The Wake of Forgiveness, the debut novel by Bruce Machart–officially out as of yesterday from Houghton Mifflin Harcourt–has a big storyteller narrator who knows how to describe sweeping panoramas and then move seamlessly in for a close-up. We follow an owl for three paragraphs, then zoom down to a man trying to extricate himself from a fence.
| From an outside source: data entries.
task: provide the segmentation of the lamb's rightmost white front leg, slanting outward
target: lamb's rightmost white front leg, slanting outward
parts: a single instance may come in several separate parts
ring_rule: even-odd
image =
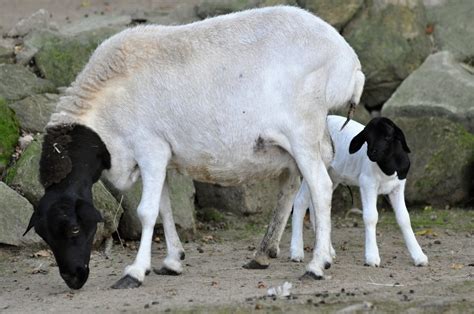
[[[416,266],[428,265],[428,257],[423,253],[418,241],[416,241],[415,234],[411,228],[410,215],[408,214],[405,205],[404,197],[405,185],[402,184],[397,190],[389,194],[390,203],[392,203],[395,211],[397,223],[402,231],[406,246],[410,252],[411,258]]]

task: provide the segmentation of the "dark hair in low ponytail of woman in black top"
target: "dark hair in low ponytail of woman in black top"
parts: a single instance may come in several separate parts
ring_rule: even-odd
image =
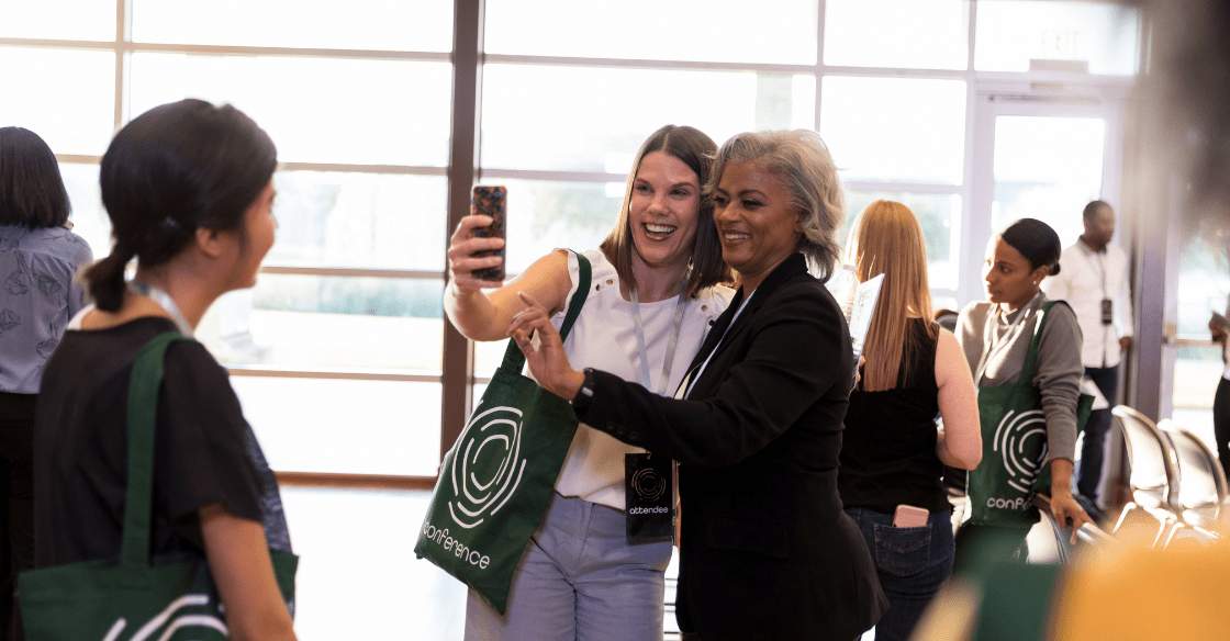
[[[98,309],[119,309],[124,269],[134,257],[156,267],[183,251],[198,229],[242,231],[244,212],[277,164],[269,137],[229,105],[182,100],[128,123],[100,171],[114,245],[85,272]]]

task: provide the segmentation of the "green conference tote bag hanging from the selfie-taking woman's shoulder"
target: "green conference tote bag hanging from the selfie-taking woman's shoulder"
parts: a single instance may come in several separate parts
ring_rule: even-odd
[[[560,327],[567,337],[589,293],[589,261]],[[577,433],[568,401],[520,374],[525,356],[509,340],[453,449],[444,455],[415,554],[470,586],[499,614],[513,572],[546,513]]]

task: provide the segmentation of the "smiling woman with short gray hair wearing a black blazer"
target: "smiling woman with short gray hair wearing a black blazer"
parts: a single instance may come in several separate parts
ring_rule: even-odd
[[[743,133],[718,150],[706,191],[739,290],[678,399],[573,369],[529,293],[512,336],[582,422],[679,461],[684,640],[857,639],[887,603],[838,496],[855,362],[824,287],[845,215],[836,166],[815,132]]]

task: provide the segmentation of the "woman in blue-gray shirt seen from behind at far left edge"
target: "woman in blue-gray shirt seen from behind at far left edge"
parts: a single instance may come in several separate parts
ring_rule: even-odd
[[[75,276],[93,262],[69,231],[69,193],[47,143],[0,128],[0,640],[20,640],[12,592],[34,565],[34,401],[47,359],[85,305]]]

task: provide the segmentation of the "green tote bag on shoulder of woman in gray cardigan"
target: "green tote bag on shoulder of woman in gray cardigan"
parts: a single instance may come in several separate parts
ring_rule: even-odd
[[[969,471],[967,480],[968,525],[1027,529],[1038,522],[1028,500],[1036,490],[1049,491],[1050,470],[1042,469],[1047,454],[1047,421],[1042,415],[1041,395],[1033,386],[1033,374],[1042,328],[1055,303],[1052,300],[1042,308],[1020,380],[1015,385],[978,388],[983,461]],[[1093,397],[1081,394],[1076,402],[1077,434],[1085,429],[1092,406]]]

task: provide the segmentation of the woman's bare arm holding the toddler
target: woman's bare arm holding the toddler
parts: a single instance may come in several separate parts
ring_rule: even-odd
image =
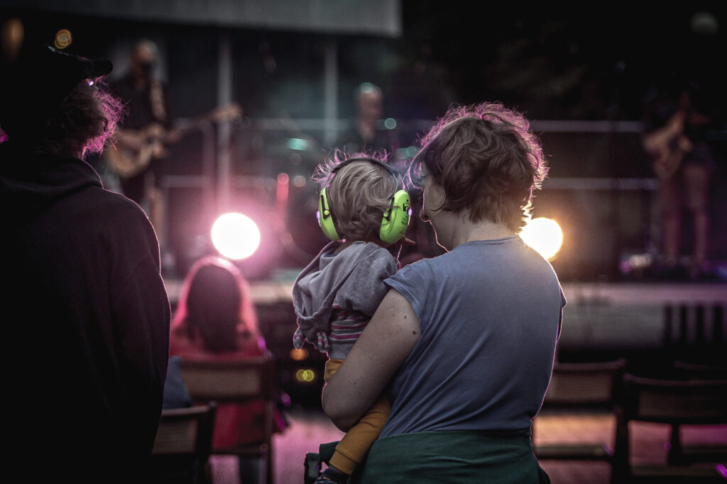
[[[356,345],[323,391],[323,407],[348,430],[382,394],[419,340],[419,318],[409,300],[389,290]]]

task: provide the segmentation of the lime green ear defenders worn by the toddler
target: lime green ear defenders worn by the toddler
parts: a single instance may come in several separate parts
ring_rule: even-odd
[[[338,171],[342,166],[353,163],[354,161],[367,160],[371,163],[377,163],[384,166],[393,176],[396,172],[389,165],[374,160],[372,158],[353,158],[338,165],[332,173]],[[389,199],[389,206],[384,211],[381,226],[379,227],[379,239],[385,244],[393,244],[403,237],[406,228],[409,226],[409,217],[411,216],[411,200],[409,194],[405,190],[398,190],[393,197]],[[318,225],[326,237],[332,240],[340,240],[338,231],[336,230],[335,218],[329,206],[326,189],[321,190],[321,196],[318,198]]]

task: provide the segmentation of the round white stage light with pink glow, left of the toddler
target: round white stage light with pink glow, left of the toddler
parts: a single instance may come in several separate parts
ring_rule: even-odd
[[[212,224],[212,244],[227,258],[248,258],[260,245],[260,229],[241,213],[225,213]]]

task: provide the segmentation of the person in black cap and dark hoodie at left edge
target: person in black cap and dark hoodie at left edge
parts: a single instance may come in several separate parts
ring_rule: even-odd
[[[83,161],[119,120],[100,86],[111,68],[34,46],[0,78],[4,435],[33,482],[142,482],[161,414],[169,300],[156,235]]]

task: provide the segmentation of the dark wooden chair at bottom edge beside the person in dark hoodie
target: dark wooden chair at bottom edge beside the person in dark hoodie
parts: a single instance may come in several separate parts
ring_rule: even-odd
[[[217,405],[166,409],[150,458],[155,483],[212,483],[209,454]]]

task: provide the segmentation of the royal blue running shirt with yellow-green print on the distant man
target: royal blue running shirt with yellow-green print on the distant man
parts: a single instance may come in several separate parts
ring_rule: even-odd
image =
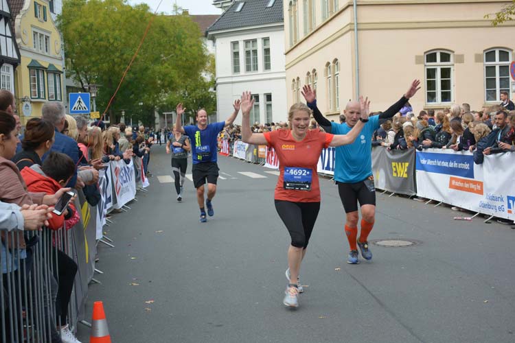
[[[218,146],[216,137],[218,132],[225,127],[225,121],[211,123],[207,128],[201,130],[198,126],[185,126],[184,132],[190,137],[192,142],[193,164],[216,162],[218,156]]]

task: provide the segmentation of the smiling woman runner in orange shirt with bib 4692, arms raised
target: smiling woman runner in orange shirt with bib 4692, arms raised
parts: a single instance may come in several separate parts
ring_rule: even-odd
[[[291,244],[288,248],[286,296],[283,303],[298,307],[297,295],[303,292],[299,281],[301,261],[306,255],[314,222],[320,209],[320,188],[317,163],[323,148],[354,142],[368,121],[368,99],[361,102],[361,118],[347,134],[328,134],[309,130],[311,110],[305,104],[294,104],[288,113],[290,130],[275,130],[252,133],[250,111],[254,100],[251,93],[244,92],[241,99],[242,141],[255,145],[268,145],[275,149],[279,158],[279,179],[275,186],[275,209],[288,229]]]

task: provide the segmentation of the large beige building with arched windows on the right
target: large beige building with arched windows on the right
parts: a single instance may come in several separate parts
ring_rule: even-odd
[[[285,0],[288,106],[304,100],[301,87],[310,83],[325,115],[358,95],[385,110],[415,78],[415,113],[464,102],[481,110],[499,104],[500,91],[513,98],[515,21],[493,27],[484,18],[507,3],[358,0],[355,15],[353,1]]]

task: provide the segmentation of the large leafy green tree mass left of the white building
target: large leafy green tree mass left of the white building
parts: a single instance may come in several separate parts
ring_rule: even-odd
[[[106,108],[152,19],[147,5],[125,0],[65,0],[58,26],[68,75],[87,91],[98,84],[97,108]],[[109,108],[111,121],[126,117],[153,122],[154,108],[198,80],[207,56],[198,25],[189,16],[155,16],[132,67]]]

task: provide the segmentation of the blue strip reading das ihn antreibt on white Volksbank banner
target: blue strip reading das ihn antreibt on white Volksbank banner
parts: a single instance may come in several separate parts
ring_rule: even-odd
[[[474,178],[474,156],[417,152],[417,170]]]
On the next page, a rider on horseback notices the man by the fence.

The Wake of Forgiveness has a beautiful, symmetrical structure:

  1. A Winter Harvest: February 1895 (Karel being born)
  2. Turning the Earth: March 1910 (horse race)
  3. A Breeding of Nettles; December 1924 (Karel and Sophie and the baby)
  4. A Sacrament of Animals: March 1910 (Karel and Graciela)
  5. Meander Scars: May 1898 (the photo of their mother lost)
  6. The Blind Janus: December 1924 (the baby and the 2 brothers the conflict escalates and the fire)
  7. Testaments to Seed: March 1910 (Karel and Graciela)
  8. A Reaping of Smoke and Water: December 1924 (it all comes together)
  9. A New, Warm Offering: February 1895 (the wet nurse arriving)

But what was most amazing were the sentences–both long:

Alive in Karel’s mind is only a whisper of suspicion, one muted by the astonishing beauty of what he’s seen, and he smiles at the fortune of having borne witness to something so graceful and yet so capable and strong, to a girl turned woman before his eyes, to that woman flashing her white teeth at him, smiling because, for her, as for Karel, there is nothing quite so thrilling as a race run on horseback, nothing filled more with wonder, nothing so able to convince you that you are flesh and blood and alive in the world that offers so few joys other than this running.

and short:

The rain needles his good eye, and the sky is dark enough to suggest that the moon has orphaned the heavens.

I heard Bruce read from The Wake of Forgiveness last March in Italy (he was the Sirenland Fellow). On Saturday, he’ll be reading at Cornerstone Books in Salem, MA. The rest of his author tour is online. If you’re in the area, go out and make Bruce welcome. I highly recommend this first novel.